The absence of identification is the predominant reason. Although often used as metaphor, or an explanation of the mechanics of Pikelet's mind, the bulk of "Breath" is about surfing. I don't do sport. I don't get sport. And I guess I can't get past that. Whilst a lot of Pikelet's surfing was about experimenting with boundaries, recognising how close to the edge he could travel, where his flirtation with danger would take him, to me it was still about bloody surfing. These are all concepts (or a single concept explained in different ways) that I can identify with, but it wasn't expressed in a way that allowed me access. Some peeps in a GoodReads discussion reflected on the novel's ability to return them to a time of Summers long gone when they traveled to the coast and met the archetypal characters written about here. I never went to the coast as a child . I never met those people. I didn't have a gateway to this world provided by my own previous experience and Winton didn't create a space that filled in the gaps for my lack, or offer a literary landscape in which my lack didn't matter.

Even the relationships were really hard to care about.
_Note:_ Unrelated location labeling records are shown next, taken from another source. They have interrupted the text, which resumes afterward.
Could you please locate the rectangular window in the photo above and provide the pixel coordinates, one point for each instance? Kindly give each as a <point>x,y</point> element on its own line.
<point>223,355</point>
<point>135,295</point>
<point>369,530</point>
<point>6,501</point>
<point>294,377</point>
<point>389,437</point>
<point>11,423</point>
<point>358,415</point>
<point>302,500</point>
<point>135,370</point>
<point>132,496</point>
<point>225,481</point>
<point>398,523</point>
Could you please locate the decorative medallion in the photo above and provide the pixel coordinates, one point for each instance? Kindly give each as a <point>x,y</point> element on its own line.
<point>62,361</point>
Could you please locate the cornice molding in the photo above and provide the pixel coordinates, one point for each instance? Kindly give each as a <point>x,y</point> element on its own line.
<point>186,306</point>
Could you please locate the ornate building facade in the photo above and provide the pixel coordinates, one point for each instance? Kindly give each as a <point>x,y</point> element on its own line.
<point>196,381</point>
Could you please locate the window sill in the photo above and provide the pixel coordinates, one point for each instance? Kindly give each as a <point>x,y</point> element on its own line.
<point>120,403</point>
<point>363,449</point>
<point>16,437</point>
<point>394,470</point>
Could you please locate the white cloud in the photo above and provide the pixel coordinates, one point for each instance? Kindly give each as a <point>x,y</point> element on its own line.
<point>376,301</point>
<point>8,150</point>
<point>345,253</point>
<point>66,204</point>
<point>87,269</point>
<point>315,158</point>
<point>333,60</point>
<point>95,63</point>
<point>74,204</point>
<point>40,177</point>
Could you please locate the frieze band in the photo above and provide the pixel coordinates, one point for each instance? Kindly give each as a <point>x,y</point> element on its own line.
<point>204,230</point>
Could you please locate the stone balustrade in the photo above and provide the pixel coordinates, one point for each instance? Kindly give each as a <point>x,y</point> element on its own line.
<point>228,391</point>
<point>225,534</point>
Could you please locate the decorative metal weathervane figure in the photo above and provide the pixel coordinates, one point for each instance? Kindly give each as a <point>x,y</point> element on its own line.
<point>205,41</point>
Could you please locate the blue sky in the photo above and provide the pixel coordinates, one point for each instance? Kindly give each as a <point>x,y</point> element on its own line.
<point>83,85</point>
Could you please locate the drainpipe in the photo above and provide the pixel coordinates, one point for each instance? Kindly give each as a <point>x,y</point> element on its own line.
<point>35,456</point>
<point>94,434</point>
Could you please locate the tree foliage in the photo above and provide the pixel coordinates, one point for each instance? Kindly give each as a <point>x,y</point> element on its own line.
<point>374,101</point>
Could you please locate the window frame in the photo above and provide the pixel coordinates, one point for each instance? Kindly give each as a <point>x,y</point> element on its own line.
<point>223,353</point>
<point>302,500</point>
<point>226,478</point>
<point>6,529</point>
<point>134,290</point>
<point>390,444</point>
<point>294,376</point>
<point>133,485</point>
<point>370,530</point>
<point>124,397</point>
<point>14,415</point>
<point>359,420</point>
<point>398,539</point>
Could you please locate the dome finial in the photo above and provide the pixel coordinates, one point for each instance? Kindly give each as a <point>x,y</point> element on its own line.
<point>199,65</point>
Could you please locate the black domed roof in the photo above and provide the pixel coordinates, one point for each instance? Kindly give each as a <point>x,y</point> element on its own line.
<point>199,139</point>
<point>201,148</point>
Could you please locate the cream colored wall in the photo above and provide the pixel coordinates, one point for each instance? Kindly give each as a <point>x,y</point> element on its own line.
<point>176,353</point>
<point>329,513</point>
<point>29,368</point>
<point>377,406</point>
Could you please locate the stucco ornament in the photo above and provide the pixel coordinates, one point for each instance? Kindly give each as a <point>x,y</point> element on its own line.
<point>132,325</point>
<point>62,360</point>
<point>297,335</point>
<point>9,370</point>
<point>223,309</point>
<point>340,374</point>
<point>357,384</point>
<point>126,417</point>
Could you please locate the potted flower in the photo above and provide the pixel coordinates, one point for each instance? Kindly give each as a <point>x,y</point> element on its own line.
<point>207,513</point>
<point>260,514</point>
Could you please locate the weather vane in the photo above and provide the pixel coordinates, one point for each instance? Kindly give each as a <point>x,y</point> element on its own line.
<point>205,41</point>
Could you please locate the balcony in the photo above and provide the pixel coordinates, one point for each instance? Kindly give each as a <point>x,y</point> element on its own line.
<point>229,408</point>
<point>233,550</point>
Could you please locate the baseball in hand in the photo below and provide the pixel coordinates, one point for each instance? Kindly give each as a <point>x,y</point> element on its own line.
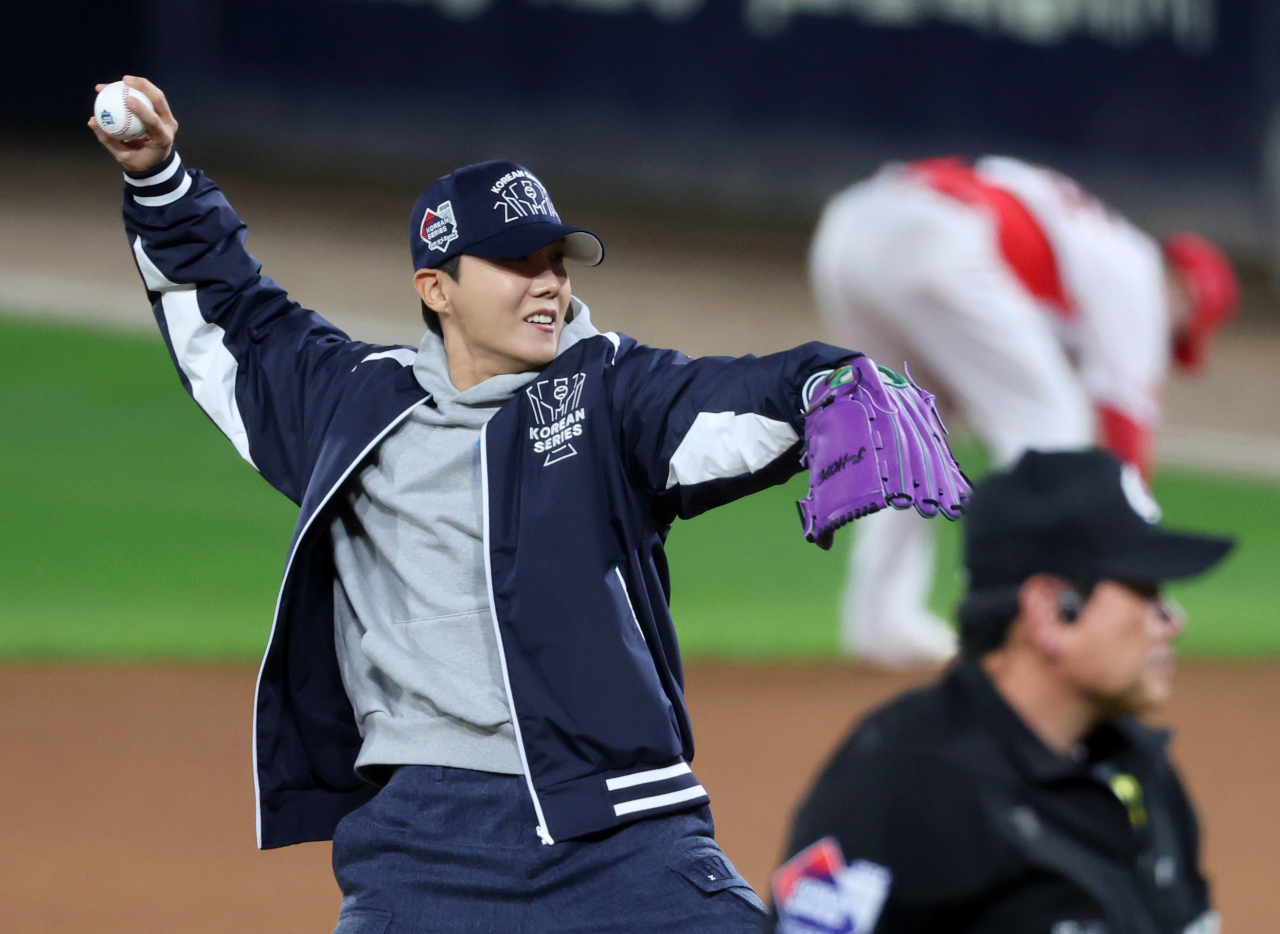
<point>113,117</point>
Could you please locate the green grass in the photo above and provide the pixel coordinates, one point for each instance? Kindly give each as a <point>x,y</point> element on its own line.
<point>133,530</point>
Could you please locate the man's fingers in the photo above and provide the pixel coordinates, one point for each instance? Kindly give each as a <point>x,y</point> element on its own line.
<point>149,118</point>
<point>155,95</point>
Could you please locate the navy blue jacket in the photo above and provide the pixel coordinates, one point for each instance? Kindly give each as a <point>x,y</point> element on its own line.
<point>583,475</point>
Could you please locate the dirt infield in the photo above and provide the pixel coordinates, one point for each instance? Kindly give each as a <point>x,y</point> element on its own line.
<point>128,796</point>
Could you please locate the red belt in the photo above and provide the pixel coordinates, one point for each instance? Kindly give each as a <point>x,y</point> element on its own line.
<point>1022,241</point>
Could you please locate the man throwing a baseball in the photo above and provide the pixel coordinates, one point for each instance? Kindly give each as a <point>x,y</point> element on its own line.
<point>472,682</point>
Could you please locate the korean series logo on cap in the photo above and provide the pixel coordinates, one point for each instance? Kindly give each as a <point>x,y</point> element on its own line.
<point>439,227</point>
<point>494,210</point>
<point>521,195</point>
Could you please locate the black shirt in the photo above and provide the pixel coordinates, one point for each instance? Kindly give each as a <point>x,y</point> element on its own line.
<point>986,829</point>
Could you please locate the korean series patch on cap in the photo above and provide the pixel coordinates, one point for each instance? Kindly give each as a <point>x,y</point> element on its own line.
<point>817,893</point>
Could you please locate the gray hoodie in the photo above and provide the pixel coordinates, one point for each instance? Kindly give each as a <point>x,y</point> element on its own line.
<point>416,644</point>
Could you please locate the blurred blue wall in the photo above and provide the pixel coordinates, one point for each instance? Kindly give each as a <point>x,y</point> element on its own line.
<point>1164,106</point>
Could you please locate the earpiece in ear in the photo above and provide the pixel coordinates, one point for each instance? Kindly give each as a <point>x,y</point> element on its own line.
<point>1069,607</point>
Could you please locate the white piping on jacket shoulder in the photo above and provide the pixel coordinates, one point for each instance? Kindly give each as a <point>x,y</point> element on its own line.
<point>722,444</point>
<point>405,355</point>
<point>197,344</point>
<point>543,833</point>
<point>279,596</point>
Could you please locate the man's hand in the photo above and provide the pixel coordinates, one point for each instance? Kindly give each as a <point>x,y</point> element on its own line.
<point>155,145</point>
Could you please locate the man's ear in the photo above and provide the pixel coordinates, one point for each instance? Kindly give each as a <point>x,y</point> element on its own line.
<point>429,284</point>
<point>1040,613</point>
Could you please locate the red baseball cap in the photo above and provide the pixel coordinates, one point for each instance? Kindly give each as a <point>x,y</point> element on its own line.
<point>1212,291</point>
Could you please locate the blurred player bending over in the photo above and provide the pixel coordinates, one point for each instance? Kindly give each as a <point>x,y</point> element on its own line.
<point>472,682</point>
<point>1046,319</point>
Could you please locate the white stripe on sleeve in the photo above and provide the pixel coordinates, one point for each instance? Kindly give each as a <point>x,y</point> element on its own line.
<point>647,777</point>
<point>659,801</point>
<point>161,200</point>
<point>204,358</point>
<point>159,178</point>
<point>723,444</point>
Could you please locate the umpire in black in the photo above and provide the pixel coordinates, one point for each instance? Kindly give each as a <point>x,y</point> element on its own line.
<point>1019,793</point>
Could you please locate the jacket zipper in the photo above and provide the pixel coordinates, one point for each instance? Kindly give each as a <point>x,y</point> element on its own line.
<point>543,833</point>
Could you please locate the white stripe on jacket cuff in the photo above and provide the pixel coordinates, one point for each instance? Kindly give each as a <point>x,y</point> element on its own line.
<point>156,174</point>
<point>168,198</point>
<point>164,184</point>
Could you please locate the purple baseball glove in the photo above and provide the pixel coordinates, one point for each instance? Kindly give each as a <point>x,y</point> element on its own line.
<point>874,439</point>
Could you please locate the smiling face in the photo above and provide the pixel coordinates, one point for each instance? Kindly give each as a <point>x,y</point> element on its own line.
<point>499,316</point>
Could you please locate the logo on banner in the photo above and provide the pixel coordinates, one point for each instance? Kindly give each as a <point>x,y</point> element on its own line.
<point>817,893</point>
<point>558,416</point>
<point>439,227</point>
<point>521,195</point>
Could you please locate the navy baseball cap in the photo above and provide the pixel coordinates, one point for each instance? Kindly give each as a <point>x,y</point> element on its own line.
<point>494,210</point>
<point>1082,516</point>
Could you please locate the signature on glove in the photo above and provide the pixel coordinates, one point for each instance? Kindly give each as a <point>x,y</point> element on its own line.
<point>873,439</point>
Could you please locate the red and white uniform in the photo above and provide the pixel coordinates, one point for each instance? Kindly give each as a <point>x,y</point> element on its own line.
<point>1016,297</point>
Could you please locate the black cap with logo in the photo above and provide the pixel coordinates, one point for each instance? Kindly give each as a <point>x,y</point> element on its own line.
<point>496,210</point>
<point>1080,516</point>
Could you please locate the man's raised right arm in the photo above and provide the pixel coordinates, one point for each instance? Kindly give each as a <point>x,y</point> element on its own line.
<point>265,370</point>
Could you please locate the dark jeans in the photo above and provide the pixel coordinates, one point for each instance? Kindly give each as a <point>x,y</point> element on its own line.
<point>451,850</point>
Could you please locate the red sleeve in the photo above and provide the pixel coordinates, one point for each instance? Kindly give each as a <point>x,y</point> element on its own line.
<point>1127,439</point>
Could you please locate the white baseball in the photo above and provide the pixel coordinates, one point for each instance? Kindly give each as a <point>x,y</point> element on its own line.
<point>113,117</point>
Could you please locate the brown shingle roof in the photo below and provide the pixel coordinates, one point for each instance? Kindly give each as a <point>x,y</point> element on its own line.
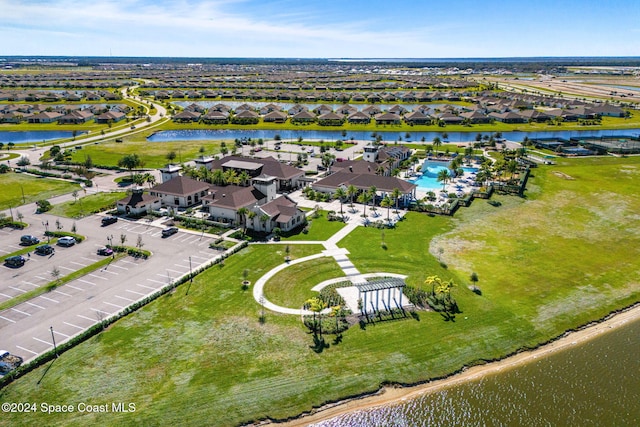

Pikelet and Moody's friendship encapsulates solidarity, jealousy, a sense of suffocation. We've all been there. Maybe it is a gender thing, but I couldn't relate, or feel, or care and I really thought I should have. His relationship with Sando, the adult ex-pro surfer is a little more complex and interesting. There is awe, idolisation, lust for approval then finally, hurt and betrayal. Again it didn't trigger the emotive response that it should have. It was only during the course of his encounter with Eva that any kind of legitimate feelings seemed to pass. Reflections on the erratic energy between the pair, swinging from lust, to love, to hate and back again seemed to evoke a passion dormant in Winton's protagonist until now. Again a range of emotions are explored; guilt, disgust, infatuation take place as these two lonely, misplaced individuals find a connection, but for the first time, it rings true.

In the last 17 pages Pikelet provides a concise summary of his life here after. This is the man I wanted to meet all along. I want to know why his marriage finally fell apart, seeing the reasons cited as only fractions of the whole equation. I wanted to know why he was institutionalised, why he carries the stigma of perversity, when he was never a willing participant, and if it's just because he thinks pregnant women look sexy, then maybe I'm less prudish than I thought. These questions are never really answered. The component that could have made this a great, great novel seems skimmed almost to the extent of being a succession of footnotes.

I finally did identify with Pikelet, or Bruce Pike as he is again called in adulthood. But it took until the last ten pages before the book's closure.